The incapacitation point has come up a few times, and I've made the submissions about deterrence. Obviously protection of society through incapacitation is another of the goals of the sentencing process, but we always have to keep in mind that it's only selective incapacitation for a particular period of time, right? Unless we're prepared to go to the ultimate position, which would be to keep people in jail indefinitely for every offence because we think there's some risk that they might potentially reoffend, then we simply cannot rely on incapacitation beyond that very narrow promise it offers for that period of time. The concerns we have are around the allocation of resources and the great cost of allocating these resources without allocating, at least somewhere, a proportionate amount of resources to community reintegration for people leaving prison.
The Auditor General's report--I believe it was in 2003 or 2004--mentioned specifically the proportion of resources spent on imprisonment versus community release. It's not surprising that we see prison not working in the way we suggest it should work when there aren't the resources for supervision and support in the community when people leave a three-year sentence, a four-year sentence, or whatever.

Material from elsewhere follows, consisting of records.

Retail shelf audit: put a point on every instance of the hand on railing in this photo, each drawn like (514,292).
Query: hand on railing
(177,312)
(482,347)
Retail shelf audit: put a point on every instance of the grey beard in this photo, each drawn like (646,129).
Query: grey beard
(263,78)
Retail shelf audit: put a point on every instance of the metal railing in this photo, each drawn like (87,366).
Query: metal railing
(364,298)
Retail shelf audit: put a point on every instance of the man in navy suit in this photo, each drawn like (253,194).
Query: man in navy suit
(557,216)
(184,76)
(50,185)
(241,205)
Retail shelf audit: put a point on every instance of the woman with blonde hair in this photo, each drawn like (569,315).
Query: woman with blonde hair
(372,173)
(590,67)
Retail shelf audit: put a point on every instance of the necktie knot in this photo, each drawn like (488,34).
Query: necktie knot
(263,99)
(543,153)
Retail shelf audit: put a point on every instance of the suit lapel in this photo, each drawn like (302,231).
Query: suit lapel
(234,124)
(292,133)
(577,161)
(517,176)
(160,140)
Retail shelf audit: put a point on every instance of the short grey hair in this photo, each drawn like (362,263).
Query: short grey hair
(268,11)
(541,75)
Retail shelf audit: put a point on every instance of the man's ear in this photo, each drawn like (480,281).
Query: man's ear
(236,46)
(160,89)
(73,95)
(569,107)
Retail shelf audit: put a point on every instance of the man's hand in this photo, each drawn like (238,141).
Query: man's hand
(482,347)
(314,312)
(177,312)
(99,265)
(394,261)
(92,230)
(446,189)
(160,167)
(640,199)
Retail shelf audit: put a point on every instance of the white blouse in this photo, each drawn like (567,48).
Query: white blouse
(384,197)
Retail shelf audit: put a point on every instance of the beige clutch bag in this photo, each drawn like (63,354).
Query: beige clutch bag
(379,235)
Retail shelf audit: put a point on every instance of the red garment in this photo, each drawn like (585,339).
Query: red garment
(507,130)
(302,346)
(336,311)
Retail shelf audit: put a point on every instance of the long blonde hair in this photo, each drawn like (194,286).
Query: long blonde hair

I agree with you that there is a role for selective incapacitation in particular cases, but ultimately it doesn't deliver on the promise that the public is being given for it, and we need to always keep that in mind. Again, just to reiterate the point, when the public has more information about sentencing.... There have been numerous studies in Britain and in Canada to the effect that if you give them the one-liner that someone committed a particular offence involving a firearm and they got a one-year sentence or whatever, there's usually going to be a primary response that it's too lenient. When they have more information, even just a paragraph of facts, about that particular person and the nature of the offence, the public generally supports the range of proportionate sentences, from very low sentences in some cases, in which there are many mitigating factors and not many aggravating factors, up to more serious offences.